作者:Chen, Jian; Liu, Fagui*; Jiang, Jun*; Zhong, Guoxiang; Xu, Dishi; Tan, Zhuanglun; Shi, Shangsong
来源:COMPUTER COMMUNICATIONS, 2023, 204: 109-117.
DOI:10.1016/j.comcom.2023.03.028

摘要

Trace is widely used to detect anomalies in distributed microservice systems because of the capability of precisely reconstructing user request paths. However, most existing trace-based anomaly detection approaches treat the trace as a sequence of microservice invocations with response time information, which ignores the graph structure of trace and abnormal resource consumption of the complex distributed deployment environment of microservice.
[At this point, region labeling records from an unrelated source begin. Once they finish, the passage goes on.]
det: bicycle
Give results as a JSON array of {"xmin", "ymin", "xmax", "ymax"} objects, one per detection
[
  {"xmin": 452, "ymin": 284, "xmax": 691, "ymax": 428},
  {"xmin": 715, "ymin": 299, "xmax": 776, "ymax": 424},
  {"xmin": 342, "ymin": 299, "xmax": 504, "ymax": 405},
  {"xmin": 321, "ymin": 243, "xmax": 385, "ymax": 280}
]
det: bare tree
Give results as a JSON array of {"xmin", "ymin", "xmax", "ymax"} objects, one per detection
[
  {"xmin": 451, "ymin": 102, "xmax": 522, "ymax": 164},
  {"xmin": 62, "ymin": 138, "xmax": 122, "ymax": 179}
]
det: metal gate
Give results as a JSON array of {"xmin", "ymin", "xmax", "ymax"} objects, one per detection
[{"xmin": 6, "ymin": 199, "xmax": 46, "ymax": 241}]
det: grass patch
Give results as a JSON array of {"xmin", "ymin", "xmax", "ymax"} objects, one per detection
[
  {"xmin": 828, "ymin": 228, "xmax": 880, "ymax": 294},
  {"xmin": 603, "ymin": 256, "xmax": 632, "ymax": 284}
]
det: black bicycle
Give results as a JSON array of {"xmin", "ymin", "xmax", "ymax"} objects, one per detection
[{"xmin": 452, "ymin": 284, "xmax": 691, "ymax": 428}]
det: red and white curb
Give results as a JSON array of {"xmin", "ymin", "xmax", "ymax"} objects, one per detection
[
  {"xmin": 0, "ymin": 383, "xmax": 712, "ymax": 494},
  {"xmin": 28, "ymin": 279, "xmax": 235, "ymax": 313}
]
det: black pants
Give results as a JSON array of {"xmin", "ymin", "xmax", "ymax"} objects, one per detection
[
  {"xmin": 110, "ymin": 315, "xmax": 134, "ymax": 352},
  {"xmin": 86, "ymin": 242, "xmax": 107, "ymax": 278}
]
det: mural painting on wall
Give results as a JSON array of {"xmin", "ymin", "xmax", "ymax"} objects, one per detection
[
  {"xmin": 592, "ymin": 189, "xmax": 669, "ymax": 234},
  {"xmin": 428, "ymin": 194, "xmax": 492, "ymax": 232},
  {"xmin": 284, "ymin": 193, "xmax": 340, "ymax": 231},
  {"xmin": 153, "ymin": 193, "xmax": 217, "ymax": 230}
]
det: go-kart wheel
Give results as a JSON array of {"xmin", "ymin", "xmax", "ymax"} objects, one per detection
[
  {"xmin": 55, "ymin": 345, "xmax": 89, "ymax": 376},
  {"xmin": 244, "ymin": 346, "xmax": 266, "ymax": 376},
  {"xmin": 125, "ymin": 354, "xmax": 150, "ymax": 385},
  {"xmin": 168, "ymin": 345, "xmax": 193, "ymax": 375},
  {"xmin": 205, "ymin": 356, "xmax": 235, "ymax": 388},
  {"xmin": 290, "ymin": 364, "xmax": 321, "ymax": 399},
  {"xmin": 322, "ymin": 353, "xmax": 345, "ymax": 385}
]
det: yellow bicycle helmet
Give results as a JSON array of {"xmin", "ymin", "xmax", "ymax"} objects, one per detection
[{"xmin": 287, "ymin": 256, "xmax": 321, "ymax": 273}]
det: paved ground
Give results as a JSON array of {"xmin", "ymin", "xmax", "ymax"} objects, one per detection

In this paper, we propose TraceGra, an unsupervised encoder-decoder anomaly detection approach. TraceGra first provides a unified graph representation to combine traces and performance metrics of the container. Then, it introduces the graph neural network (GNN) and long short-term memory network (LSTM) to extract the topology and temporal features, respectively. Finally, it adds the two-part loss value with two hyperparameters as the anomaly score. The evaluation results on an open-source dataset and a local dataset collected from an ARM server cluster show that TraceGra achieves a high precision (0.97) and recall (0.93), outperforming some state-of-the-art approaches with an average increase of 0.1 in F1-score.